Interview: | SALTATIO MORTIS |
Titel: | …halten den Spiegel direkt vors Gesicht! |
Für ihr neuestes und bereits neuntes Studioalbum „Das schwarze Einmaleins“ knöpften sich die ebenso wandelbaren wie anhaltend fleißigen Karlsruher Mittelalter Rocker diesmal auch einige ziemlich brisante Themenbereiche vor. Erreichten sie mit dem betont rockig angelegten 2011er Albumvorgänger „Sturm aufs Paradies“ gar das bislang erfolgreichste Ergebnis der gesamten Bandhistorie überhaupt, so war den Beteiligten rein gar nicht an einer einfach auf Nummer Sicher gehenden Wiederholung dessen gelegen.
Vielmehr, so Schlagzeuger und Lyriker Lasterbalk im aktuellen Zwiegespräch, gingen die Kerle der baden-württembergischen Populärformation in verschworener Gesamtheit nur zu gerne vor allem auf seine jüngsten, sehr sozialkritischen Songtexte ein, was allein schon viel frischen Wind in die Geschicke seiner Mannschaft brachte.
„Ja, so einige Songs bewegen sich eben ganz nach dem historischen Motto der klassischen Spielleute aus dem Mittelalter!
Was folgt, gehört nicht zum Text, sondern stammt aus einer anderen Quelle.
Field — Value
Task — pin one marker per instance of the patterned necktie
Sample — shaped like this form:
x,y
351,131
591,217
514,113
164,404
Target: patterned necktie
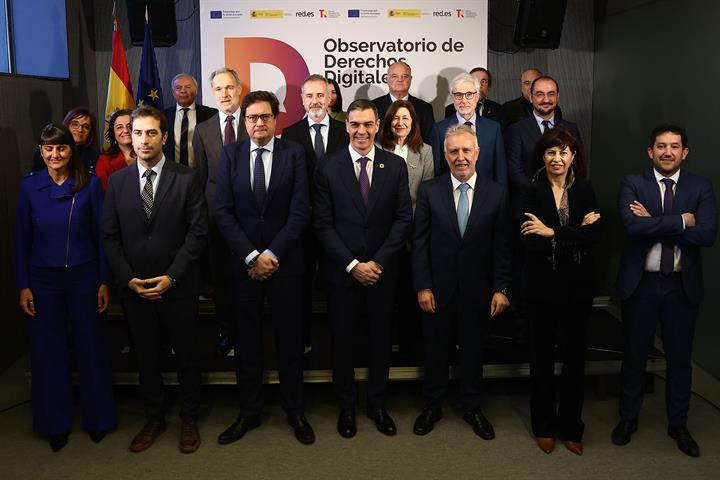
x,y
363,179
463,207
229,130
184,127
259,178
147,193
319,146
667,254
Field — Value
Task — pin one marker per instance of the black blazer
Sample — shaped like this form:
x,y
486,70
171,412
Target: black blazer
x,y
423,110
560,270
472,266
299,132
170,242
348,230
278,224
202,113
491,110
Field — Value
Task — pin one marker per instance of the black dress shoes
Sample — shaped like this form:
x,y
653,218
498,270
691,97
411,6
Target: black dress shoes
x,y
481,426
622,433
303,431
239,428
426,420
58,442
383,421
347,427
685,442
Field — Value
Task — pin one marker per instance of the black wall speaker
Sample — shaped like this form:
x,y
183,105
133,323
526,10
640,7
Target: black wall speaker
x,y
162,21
539,23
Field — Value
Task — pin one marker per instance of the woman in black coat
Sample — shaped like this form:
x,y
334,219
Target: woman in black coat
x,y
560,227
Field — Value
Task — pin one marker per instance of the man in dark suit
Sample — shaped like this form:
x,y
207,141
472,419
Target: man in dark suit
x,y
465,90
182,119
362,217
320,135
485,107
155,230
399,77
223,128
262,209
461,268
668,214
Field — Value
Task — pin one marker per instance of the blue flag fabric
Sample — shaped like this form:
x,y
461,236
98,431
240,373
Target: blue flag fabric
x,y
149,89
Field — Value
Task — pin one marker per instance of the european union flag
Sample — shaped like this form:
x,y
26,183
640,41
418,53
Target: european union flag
x,y
149,89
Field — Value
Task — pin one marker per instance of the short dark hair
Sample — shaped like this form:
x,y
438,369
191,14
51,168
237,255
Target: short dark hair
x,y
559,137
150,111
362,104
260,96
668,128
481,69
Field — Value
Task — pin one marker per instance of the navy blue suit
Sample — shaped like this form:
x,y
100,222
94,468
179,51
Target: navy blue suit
x,y
277,225
651,297
349,230
463,272
491,164
60,258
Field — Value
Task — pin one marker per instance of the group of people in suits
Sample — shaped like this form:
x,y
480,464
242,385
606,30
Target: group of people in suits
x,y
395,208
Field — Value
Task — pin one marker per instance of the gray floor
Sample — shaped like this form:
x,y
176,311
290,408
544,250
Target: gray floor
x,y
450,451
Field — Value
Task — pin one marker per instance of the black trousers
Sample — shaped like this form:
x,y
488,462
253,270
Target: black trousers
x,y
464,320
661,299
148,320
556,407
347,307
284,294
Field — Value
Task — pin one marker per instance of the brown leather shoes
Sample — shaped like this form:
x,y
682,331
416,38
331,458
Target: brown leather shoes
x,y
575,447
189,436
546,444
147,435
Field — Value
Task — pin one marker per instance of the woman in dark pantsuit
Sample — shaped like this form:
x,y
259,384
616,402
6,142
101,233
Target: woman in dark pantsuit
x,y
561,224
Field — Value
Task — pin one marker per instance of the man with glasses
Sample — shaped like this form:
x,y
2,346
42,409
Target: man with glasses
x,y
465,93
262,207
399,77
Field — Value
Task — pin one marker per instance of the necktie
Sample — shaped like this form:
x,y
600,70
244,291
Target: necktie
x,y
667,254
259,178
463,207
363,179
147,193
319,147
229,130
184,126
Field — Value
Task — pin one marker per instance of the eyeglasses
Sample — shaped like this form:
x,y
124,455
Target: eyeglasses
x,y
461,95
265,117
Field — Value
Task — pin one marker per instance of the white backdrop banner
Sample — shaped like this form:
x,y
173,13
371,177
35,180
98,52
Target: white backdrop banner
x,y
274,45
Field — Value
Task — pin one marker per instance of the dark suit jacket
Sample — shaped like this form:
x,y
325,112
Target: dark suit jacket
x,y
491,164
202,113
423,110
170,242
299,132
491,110
561,271
347,229
474,265
279,223
207,142
693,194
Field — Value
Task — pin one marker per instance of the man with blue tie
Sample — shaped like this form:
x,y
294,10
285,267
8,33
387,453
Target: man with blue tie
x,y
262,208
668,214
461,268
Die ja bekanntlich überwiegend auch überhaupt nicht davor zurückschreckten, ja, es frech liebten, Missstände unverblümt und schelmisch anzuprangern, ganz gleich welcher Art. Ich teile diese Einstellung eigentlich schon immer grundsätzlich. Nachdem all der durch ,Sturm aufs Paradies‘ einhergegangene Trubel mir etwas mehr Zeit zum Philosophieren ließ, ging mir mal wieder durch den Kopf, wie übel es auf diesem eigentlich wunderbaren Globus doch um die Menschheit beziehungsweise über ihre Moral, über ihre Einstellungen und ihr Verhalten noch immer bestellt ist“, macht sich der sehr freigeistig empfindende Drummer Luft.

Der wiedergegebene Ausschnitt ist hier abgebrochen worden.